Neurobiology and Treatment of Reading Disability in NF-1
This trial is active, not recruiting.
|Conditions||neurofibromatosis type 1, reading disabilities|
|Treatments||tutoring program i, tutoring program ii|
|Collaborator||National Institute of Neurological Disorders and Stroke (NINDS)|
|Start date||February 2006|
|End date||March 2013|
|Trial size||180 participants|
|Trial identifier||NCT00624234, NF1-R01, R01NS049096, R01NS49096|
The goal of this trial is to determine if children with neurofibromatosis type 1 who have reading disabilities respond the same way—both behaviorally and neurobiologically—to specialized treatment programs as children with idiopathic reading disabilities do, and to determine which intervention is best for particular learner profiles.

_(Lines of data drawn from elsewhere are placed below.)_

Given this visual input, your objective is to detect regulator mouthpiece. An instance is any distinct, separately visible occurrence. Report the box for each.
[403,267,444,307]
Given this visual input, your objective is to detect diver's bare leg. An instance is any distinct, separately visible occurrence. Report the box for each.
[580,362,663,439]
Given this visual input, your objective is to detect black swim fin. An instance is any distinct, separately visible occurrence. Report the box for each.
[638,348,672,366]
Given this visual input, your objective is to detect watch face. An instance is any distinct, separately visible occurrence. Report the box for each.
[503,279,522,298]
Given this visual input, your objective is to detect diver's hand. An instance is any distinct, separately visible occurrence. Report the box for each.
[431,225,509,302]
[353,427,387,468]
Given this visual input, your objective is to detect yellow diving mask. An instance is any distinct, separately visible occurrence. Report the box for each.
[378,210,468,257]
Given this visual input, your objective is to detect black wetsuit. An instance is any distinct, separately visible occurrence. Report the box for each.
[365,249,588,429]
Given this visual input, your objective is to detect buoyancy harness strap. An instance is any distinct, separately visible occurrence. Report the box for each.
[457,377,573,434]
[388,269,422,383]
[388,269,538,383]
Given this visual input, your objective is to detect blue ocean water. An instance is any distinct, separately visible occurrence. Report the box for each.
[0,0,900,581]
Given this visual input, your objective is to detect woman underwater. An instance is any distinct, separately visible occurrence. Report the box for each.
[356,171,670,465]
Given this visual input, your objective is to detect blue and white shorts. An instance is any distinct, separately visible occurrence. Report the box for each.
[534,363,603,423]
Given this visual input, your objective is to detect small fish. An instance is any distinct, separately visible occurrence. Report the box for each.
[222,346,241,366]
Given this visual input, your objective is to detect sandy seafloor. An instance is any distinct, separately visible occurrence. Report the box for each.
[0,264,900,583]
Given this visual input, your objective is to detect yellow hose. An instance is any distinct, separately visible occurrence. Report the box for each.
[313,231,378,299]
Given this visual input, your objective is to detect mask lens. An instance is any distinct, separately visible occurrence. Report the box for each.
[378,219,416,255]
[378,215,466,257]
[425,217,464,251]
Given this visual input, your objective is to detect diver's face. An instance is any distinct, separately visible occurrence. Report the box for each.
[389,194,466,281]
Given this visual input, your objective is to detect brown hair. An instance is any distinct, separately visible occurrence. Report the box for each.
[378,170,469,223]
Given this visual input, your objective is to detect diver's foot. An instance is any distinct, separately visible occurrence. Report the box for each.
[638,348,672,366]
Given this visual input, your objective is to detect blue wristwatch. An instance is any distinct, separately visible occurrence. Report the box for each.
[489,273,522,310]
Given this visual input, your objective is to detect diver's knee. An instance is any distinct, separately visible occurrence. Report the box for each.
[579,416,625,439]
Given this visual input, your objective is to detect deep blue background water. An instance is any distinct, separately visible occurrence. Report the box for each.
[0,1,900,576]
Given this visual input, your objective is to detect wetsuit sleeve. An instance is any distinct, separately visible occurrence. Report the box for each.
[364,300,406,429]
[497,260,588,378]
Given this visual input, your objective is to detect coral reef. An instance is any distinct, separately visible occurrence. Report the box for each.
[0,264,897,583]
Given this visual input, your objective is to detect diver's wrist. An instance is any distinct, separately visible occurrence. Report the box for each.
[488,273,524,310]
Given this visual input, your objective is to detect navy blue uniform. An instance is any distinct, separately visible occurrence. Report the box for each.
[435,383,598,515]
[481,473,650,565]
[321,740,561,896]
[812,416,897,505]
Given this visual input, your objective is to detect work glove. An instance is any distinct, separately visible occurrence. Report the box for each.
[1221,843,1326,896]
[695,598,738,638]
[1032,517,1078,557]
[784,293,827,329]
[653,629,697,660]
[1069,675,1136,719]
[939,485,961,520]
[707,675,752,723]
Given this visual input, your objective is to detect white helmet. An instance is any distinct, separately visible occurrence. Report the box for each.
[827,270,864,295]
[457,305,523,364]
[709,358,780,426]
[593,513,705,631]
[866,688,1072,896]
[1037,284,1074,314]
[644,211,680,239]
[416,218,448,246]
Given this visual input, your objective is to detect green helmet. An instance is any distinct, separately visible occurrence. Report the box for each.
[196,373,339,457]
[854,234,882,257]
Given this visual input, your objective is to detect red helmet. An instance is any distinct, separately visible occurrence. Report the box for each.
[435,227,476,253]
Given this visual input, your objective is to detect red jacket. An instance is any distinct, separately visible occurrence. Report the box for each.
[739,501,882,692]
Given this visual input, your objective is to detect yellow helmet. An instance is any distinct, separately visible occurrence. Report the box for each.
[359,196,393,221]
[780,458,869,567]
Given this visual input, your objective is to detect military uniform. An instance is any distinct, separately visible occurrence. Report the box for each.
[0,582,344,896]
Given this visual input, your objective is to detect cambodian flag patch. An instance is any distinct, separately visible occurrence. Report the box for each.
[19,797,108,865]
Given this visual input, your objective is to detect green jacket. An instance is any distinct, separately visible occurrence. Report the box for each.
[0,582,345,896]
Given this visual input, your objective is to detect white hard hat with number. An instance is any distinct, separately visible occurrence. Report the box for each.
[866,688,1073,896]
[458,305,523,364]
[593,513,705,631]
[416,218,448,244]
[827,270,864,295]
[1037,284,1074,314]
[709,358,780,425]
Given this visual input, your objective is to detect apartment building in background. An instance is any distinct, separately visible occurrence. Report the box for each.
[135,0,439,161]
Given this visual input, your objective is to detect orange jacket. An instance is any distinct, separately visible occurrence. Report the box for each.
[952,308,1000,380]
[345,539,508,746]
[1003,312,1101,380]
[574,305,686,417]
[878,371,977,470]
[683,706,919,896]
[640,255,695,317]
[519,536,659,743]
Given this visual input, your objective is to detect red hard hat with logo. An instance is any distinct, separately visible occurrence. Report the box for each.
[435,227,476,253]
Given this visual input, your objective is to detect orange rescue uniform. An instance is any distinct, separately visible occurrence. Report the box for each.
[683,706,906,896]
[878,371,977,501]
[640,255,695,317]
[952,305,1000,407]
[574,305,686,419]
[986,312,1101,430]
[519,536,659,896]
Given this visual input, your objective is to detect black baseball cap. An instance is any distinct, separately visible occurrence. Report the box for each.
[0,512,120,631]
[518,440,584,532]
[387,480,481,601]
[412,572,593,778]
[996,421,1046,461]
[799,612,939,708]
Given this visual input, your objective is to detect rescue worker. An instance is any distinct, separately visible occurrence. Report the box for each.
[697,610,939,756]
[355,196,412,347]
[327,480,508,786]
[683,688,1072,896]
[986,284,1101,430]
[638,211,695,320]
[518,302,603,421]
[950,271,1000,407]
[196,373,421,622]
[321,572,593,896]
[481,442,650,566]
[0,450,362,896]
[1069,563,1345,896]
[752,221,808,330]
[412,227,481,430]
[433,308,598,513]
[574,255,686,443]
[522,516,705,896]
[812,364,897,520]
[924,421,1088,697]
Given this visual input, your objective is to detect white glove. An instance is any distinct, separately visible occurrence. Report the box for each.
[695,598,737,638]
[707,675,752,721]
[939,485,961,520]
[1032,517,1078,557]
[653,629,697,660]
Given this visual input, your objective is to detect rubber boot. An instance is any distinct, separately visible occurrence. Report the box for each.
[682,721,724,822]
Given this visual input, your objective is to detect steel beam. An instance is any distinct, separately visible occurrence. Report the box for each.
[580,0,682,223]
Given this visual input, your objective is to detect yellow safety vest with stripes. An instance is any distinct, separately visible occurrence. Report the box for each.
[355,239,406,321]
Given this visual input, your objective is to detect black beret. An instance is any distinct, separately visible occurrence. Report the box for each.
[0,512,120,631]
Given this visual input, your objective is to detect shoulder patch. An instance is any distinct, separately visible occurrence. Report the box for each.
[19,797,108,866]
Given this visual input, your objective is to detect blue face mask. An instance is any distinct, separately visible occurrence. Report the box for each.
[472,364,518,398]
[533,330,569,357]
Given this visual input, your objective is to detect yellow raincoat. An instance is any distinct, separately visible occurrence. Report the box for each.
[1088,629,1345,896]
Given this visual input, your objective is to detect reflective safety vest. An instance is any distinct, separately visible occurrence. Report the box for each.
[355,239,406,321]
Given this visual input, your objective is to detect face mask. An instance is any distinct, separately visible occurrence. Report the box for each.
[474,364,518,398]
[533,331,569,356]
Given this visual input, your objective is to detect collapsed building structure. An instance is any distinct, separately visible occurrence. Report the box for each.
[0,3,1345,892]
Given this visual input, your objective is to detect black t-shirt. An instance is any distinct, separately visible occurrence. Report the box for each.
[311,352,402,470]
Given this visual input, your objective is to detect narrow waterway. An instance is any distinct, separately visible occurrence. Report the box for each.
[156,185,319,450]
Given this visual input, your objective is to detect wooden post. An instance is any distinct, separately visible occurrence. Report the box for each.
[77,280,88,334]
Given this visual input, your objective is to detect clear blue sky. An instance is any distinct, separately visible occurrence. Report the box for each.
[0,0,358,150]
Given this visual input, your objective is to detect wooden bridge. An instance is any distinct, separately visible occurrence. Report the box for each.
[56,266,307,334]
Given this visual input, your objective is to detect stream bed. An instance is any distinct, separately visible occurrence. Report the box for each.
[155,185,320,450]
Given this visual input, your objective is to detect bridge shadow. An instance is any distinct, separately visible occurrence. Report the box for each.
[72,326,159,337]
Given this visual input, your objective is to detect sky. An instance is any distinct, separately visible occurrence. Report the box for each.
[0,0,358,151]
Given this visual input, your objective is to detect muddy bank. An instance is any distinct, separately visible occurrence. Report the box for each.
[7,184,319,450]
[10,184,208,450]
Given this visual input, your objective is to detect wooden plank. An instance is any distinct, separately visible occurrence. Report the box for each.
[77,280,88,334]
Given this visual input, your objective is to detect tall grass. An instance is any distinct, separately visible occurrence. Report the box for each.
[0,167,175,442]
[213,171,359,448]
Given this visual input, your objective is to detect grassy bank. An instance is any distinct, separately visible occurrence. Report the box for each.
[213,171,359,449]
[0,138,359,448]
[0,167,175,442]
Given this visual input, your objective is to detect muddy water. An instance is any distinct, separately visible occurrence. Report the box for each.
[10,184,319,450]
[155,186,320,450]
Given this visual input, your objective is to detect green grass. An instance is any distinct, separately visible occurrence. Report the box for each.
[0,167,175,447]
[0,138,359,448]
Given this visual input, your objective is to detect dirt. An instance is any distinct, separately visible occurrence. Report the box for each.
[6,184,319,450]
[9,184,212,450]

|Endpoint classification||efficacy study|
|Intervention model||parallel assignment|
|Masking||single blind (subject)|
Improvement in basic reading skills as assessed by standard educational assessments (e.g., Woodcock Johnson Psychoeducational Battery - 3rd Edition; WJ-III)
time frame: 0, 5, 10, and 15 hours
Male or female participants from 8 years up to 17 years old.
Inclusion Criteria: This study will be open to all individuals, ages 8 to 17 years, who meet eligibility criteria regardless of race, gender, or socioeconomic status. - The Reading Disabilities group (including those with NF-1) is defined by scoring equal to or less than the 25th percentile on measures of basic word reading skills. - The Control group (including those with NF1) is defined by scoring equal to or above the 40th percentile on the average of the Letter Word Identification and Word Attack subtests from the WJ-III. Exclusion Criteria: Any child, regardless of which group he/she is recruited for, will be excluded if he/she meets any of the following criteria (determined during phone screening, medical review, and during testing): - is in foster care; - previous diagnosis of mental retardation; - known uncorrectable visual impairment; - history of known neurological disorder (e.g., epilepsy, spina bifida, cerebral palsy, traumatic brain injury); - documented hearing impairment greater than 25 dB loss in either ear; - medical contraindication to MRI procedures, if participating in MRI (including exposure to metal and pregnancy); - individuals known to have an IQ below 70; - history or presence of a pervasive developmental disorder; - during the DICA-IV parents indicate the presence of any severe psychiatric diagnoses or pervasive developmental disorder.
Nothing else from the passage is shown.